Any take on this anyone!
December 10, 2008
VIA EDGAR
Securities and Exchange Commission
Division of Corporate Finance
100 F Street, N.E.
Washington, D.C. 20549
Attn: Russell Mancuso, Esq., Branch Chief
and Geoffrey Kruczek, Esq., Staff Attorney
Re: Withdrawal of Registration Statement on Form S-1 (File No. 333-151584)
Gentleman:
Pursuant to Rule 477 promulgated under the Securities Act of 1933, as amended
(the "SECURITIES ACT"), Global Resource Corporation, a Nevada corporation (the
"REGISTRANT"), hereby applies to the Securities and Exchange Commission (the
"COMMISSION") for its consent to immediately withdraw the Registrant's
registration statement on Form S-1 (Registration Statement No. 333-151584) filed
by the Company with the United States Securities and Exchange Commission (the
"COMMISSION") on June 11, 2008 as amended by Amendment No. 1, as filed on
October 22, 2008, including all exhibits thereto (the "REGISTRATION STATEMENT").

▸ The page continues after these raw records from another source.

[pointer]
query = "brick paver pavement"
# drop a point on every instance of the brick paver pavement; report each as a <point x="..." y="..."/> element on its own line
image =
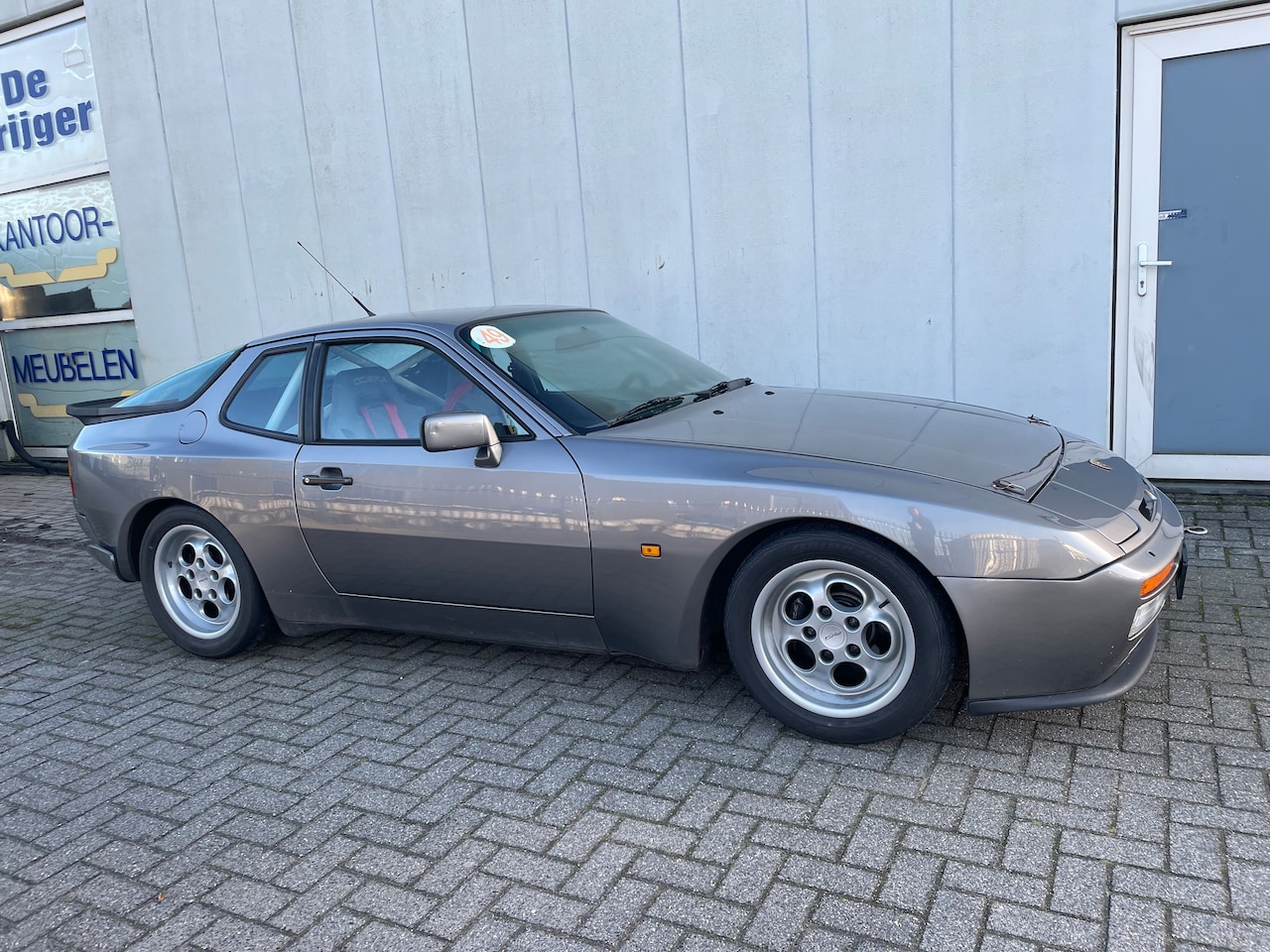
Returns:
<point x="372" y="791"/>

The Registration Statement was not declared effective by the Commission and no
securities of the Company were sold pursuant to the Registration Statement.
The withdrawal is being sought because the selling security holder identified in
the Registration Statement may sell the shares of the Company's common stock
covered by the Registration Statement pursuant to Rule 144 and, therefore,
registration under the Securities Act is not required. The selling security
holder, who is not an affiliate of the Company, has consented to the withdrawal
of the Registration Statement.
The Registrant requests that, in accordance with Rule 457(p) under the
Securities Act, all fees paid to the Commission in connection with the filing of
the Registration Statement be credited for future use.